Nu? What's New?
The E-zine of Jewish Genealogy From Avotaynu

Gary Mokotoff, Editor

Volume 21, Number 2 | January 12, 2020

Every government puts value on preserving its history. That is why we have national archives. Genealogy preserves history; the history of a family. It cannot be done without access to records, just as historians cannot preserve a nation's history without access to records. It is a greater good than the right to privacy. It is a greater good than the risk of identity theft.

Past issues of Nu? What's New? are archived at http://www.avotaynu.com/nu.htm
Underlined words are links to sites with additional information.

Yet Another Unusual Use of DNA Testing
I am in the process of reading and formatting the Winter issue of AVOTAYNU and, of course, there is yet another story how DNA matching affected people’s lives. But this one is truly unusual. Every time I think I have heard the most amazing new way DNA testing is affecting our society, I hear of yet another amazing account. This time it has to do with sperm donors. In the Winter 2017 issue of AVOTAYNU, there was an article by a woman who exists today because her mother was implanted with sperm from an anonymous donor. She was able to identify the donor who, unfortunately, had died in the interim.
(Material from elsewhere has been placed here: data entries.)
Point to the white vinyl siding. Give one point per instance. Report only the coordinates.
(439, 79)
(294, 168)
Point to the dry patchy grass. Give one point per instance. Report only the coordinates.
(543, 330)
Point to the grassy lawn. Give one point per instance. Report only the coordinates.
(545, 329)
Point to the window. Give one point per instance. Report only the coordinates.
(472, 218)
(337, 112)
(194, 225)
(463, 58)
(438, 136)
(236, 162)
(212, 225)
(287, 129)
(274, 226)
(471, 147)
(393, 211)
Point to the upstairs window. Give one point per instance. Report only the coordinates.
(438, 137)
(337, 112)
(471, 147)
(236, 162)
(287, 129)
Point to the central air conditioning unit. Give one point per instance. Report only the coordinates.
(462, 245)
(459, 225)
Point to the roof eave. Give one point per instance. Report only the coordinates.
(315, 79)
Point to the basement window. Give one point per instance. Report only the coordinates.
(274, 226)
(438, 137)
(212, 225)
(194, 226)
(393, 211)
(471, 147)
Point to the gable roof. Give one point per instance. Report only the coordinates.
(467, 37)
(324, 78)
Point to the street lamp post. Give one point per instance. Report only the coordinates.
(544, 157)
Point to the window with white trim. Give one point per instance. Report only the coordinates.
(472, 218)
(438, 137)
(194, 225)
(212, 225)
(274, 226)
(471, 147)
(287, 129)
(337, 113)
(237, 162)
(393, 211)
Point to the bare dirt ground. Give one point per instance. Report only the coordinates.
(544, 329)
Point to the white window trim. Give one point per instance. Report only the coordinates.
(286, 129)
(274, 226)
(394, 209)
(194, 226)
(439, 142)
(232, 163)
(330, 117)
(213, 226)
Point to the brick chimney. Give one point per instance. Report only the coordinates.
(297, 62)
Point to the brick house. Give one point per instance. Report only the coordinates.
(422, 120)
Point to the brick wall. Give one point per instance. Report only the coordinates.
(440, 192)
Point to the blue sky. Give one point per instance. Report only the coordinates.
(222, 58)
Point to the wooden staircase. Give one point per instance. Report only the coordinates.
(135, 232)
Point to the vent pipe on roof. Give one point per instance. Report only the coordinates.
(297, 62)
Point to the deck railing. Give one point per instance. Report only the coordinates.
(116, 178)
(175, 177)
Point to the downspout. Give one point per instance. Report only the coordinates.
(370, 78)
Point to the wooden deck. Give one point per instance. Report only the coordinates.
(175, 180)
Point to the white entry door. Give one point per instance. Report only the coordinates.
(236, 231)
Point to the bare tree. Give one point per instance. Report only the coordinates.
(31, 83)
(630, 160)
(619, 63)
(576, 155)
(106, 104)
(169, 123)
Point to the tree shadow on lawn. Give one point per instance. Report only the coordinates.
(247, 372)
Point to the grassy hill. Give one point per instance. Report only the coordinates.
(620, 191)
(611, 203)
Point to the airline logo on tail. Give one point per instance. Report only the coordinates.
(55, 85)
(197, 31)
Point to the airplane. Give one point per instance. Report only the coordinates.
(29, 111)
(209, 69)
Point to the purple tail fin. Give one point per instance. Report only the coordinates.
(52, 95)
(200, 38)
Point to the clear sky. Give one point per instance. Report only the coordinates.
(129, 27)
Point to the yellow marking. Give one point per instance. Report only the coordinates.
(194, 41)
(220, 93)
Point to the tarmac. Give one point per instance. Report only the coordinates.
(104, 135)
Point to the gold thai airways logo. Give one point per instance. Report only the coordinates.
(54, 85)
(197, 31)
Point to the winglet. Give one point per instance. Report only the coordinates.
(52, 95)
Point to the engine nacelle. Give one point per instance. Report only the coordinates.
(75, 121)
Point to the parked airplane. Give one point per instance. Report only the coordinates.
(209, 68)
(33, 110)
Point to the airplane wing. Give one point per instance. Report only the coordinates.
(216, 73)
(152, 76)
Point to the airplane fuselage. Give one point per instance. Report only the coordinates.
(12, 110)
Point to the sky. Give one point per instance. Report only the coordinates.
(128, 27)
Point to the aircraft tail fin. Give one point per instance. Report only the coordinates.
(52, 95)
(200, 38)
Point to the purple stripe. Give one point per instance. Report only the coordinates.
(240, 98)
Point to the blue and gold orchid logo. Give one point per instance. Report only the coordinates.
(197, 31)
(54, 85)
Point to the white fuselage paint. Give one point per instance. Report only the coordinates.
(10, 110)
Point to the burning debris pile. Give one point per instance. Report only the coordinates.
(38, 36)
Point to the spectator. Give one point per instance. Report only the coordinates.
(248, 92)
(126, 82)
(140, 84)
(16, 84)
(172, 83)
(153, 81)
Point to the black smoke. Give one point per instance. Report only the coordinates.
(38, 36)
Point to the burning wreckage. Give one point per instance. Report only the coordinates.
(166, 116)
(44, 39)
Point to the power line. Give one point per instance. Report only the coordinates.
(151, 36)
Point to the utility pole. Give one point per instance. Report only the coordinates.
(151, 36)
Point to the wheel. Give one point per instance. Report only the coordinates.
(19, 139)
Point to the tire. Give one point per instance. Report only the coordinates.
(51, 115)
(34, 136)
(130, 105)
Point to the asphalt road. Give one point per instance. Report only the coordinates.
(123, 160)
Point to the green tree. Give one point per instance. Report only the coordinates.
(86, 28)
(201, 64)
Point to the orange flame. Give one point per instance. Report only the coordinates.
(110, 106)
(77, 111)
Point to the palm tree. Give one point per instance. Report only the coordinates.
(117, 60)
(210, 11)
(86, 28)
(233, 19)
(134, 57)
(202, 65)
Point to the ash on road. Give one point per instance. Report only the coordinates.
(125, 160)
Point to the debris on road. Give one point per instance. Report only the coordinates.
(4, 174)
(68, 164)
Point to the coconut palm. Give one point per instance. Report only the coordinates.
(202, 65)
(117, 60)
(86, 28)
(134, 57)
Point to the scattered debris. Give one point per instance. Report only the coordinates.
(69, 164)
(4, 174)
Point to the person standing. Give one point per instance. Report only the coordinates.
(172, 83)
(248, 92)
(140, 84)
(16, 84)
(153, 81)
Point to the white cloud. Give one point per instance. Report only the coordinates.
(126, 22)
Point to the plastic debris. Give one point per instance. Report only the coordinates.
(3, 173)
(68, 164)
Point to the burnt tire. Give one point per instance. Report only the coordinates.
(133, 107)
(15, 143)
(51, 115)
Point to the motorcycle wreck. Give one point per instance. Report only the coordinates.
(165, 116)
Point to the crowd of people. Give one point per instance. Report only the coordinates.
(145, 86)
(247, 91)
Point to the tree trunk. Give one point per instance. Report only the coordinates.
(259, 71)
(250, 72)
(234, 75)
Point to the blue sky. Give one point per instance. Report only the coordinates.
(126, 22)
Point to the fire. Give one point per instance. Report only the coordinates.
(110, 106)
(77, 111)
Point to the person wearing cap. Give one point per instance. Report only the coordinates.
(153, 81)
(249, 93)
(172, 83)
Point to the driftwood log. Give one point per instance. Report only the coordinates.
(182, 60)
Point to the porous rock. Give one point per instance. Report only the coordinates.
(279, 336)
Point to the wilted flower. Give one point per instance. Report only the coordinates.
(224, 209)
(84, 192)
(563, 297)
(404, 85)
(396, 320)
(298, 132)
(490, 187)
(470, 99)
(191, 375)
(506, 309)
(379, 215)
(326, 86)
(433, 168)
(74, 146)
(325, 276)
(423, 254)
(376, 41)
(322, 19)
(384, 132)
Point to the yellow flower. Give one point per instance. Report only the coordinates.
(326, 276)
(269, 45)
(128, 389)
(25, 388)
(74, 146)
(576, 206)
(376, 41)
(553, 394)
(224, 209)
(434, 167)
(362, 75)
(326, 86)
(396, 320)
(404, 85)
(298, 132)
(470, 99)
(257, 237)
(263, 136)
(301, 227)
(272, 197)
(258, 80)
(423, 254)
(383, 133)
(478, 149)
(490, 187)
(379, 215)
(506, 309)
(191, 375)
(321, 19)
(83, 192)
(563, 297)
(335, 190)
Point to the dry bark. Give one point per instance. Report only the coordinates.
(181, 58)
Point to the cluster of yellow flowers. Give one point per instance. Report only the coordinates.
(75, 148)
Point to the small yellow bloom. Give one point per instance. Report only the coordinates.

You would think that was the end of the story, but in the Winter issue this same woman writes that she extended her quest. Realizing that this man’s sperm was probably implanted in other women, she went in search for half-siblings and found four of them. The AVOTAYNU story relates the events.


Risks of Uploading your DNA Data to Third Parties
For everything good in this world, there are individuals who will tell you its bad side. For example, some years ago the “Wall Street Journal” published an article about the risks of using professional genealogists. Such risks included the possibility the professional would take your money and not perform, and the documents provided may be interpreted inaccurately. The genealogical community was in an uproar.

Now the DNA testing service, 23andMe, has published an article about the risks of uploading your DNA data to third party services. 23andMe notes at the beginning of the article that the company does not support the upload of DNA data obtained from other testing services. This means you must pay to use their services.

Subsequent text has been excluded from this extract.